5. A deliberação de 12.11.2019, do Plenário do CSMP [16 do provado], como já observamos, nada referiu sobre a ora autora enquanto candidata ao concurso de 2019 [11 do provado]. E tudo aponta para que este silêncio encontre justificação na ausência do nome dela na lista dos doze nomes propostos pela PGD do Porto, bem como no facto de não estar em exercício de funções na Secção Distrital do DIAP do Porto.
Essa ausência encontra o seu fundamento na avaliação dos candidatos à luz dos factores relevantes respectivos, feita detalhadamente na proposta da PGD do Porto. E a falta de repescagem do nome da ora autora, como sucedeu com os outros dois nomes que foram considerados pelo CSMP à luz do princípio da continuidade do serviço, tem fundamento que, já estando presente de modo silente na deliberação de 12.11.2019, foi verbalizado na deliberação de 03.12.2019, que lhe indeferiu a reclamação.
Assim, não era exigível que o CSMP fundamentasse, na primeira dessas deliberações, uma decisão de não inclusão do nome da autora na lista dos doze nomes, porque pura e simplesmente não a tomou. Mas já, face à reclamação da autora, fundamentou esse seu silêncio decisório com a relevância, que tinha dado, à continuidade de exercício de funções.
Temos, pois, e concluindo, que as deliberações impugnadas não padecem de «falta de fundamentação», como alega a autora, porque atentas as circunstâncias em que foram proferidas, e o seu respectivo teor, elas se apresentam suficientemente fundamentadas.

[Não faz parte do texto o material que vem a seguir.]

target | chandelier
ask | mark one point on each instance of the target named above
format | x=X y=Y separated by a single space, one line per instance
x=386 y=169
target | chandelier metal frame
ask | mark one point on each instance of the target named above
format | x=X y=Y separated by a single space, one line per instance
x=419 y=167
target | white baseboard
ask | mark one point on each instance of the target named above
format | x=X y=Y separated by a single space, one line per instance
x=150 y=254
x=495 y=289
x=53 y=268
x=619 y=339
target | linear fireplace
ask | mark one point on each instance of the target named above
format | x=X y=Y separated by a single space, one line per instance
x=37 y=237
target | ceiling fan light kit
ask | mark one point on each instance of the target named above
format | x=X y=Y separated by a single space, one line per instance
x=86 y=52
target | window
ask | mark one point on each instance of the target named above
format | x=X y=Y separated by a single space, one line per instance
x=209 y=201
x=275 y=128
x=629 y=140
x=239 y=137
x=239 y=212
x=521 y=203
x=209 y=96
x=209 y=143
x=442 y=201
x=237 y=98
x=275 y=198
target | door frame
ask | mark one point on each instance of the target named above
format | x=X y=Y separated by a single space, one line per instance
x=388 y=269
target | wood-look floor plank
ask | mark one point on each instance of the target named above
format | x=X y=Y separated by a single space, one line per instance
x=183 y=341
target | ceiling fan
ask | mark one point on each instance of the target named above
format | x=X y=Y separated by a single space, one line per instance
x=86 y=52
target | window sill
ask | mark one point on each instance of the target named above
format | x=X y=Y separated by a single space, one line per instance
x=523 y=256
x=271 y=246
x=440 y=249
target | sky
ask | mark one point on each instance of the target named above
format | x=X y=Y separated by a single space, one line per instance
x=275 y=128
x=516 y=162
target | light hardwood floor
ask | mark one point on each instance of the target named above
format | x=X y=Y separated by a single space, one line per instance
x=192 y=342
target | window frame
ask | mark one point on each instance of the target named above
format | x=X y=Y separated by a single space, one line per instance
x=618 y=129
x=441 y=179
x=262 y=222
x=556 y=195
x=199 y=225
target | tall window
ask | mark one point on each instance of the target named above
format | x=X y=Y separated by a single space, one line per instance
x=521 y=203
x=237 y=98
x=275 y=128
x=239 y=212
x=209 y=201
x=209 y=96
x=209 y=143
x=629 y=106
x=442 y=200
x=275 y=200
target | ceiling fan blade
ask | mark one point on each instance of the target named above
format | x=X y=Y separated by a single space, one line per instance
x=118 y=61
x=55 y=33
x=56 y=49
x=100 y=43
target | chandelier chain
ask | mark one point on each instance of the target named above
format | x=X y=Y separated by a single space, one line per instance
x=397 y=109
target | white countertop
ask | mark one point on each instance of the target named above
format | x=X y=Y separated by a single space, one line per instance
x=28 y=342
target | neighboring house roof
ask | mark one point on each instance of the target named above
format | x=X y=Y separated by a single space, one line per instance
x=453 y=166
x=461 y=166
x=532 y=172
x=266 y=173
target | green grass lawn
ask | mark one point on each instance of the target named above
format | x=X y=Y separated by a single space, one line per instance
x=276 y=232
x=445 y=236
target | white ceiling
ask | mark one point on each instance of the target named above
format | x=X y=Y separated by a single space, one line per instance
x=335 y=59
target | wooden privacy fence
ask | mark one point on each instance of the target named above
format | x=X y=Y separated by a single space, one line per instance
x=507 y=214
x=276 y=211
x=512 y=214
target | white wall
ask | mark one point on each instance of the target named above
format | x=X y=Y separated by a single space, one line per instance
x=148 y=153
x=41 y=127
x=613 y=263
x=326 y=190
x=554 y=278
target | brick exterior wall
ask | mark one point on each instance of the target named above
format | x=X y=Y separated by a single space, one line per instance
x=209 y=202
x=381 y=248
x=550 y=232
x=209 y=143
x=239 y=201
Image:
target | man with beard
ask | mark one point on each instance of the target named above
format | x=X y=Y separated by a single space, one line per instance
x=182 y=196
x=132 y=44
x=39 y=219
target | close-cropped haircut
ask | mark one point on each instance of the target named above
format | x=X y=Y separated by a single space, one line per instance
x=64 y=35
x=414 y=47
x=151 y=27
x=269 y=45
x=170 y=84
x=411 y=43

E esse fundamento não se encontra na prolongada ausência da autora devido às licenças de gravidez por risco e de maternidade, que justificou, como vimos, a deliberação, não impugnada, relativa ao concurso de 2018 - deliberação de 04.12.2018 -, mas antes no facto de a ora autora não se encontrar em funções na Secção Distrital do DIAP do Porto.
Ressuma, pois, que não pode ser imputada às deliberações impugnadas a discriminação indirecta, e ilegal, que é esgrimida pela autora, uma vez que se ela existiu se consumou na deliberação - de 04.12.2018 - que a «substituiu» enquanto nomeada para a «Secção Distrital do DIAP do Porto» devido à sua previsivelmente prolongada ausência.
Falecendo razão à autora no tocante ao pedido de declaração de nulidade ou anulação das deliberações impugnadas, sucumbe também o seu pedido de condenação à prática do acto devido, que pressupõe, naturalmente, a ilegalidade das mesmas.
Deverá, em conformidade, ser julgada improcedente a presente acção administrativa, e ser o demandado Conselho Superior do Ministério Público absolvido dos pedidos.
IV. Decisão
Nestes termos, decidimos julgar improcedente a acção, e absolver o réu dos pedidos.
Custas pela autora.
Nos termos e para os efeitos do artigo 15º-A do DL nº10-A/2020, de 13.03, o Relator atesta que os Juízes Adjuntos - Excelentíssimos Senhores Juízes Conselheiros ANA PAULA PORTELA e ADRIANO CUNHA - têm voto de conformidade.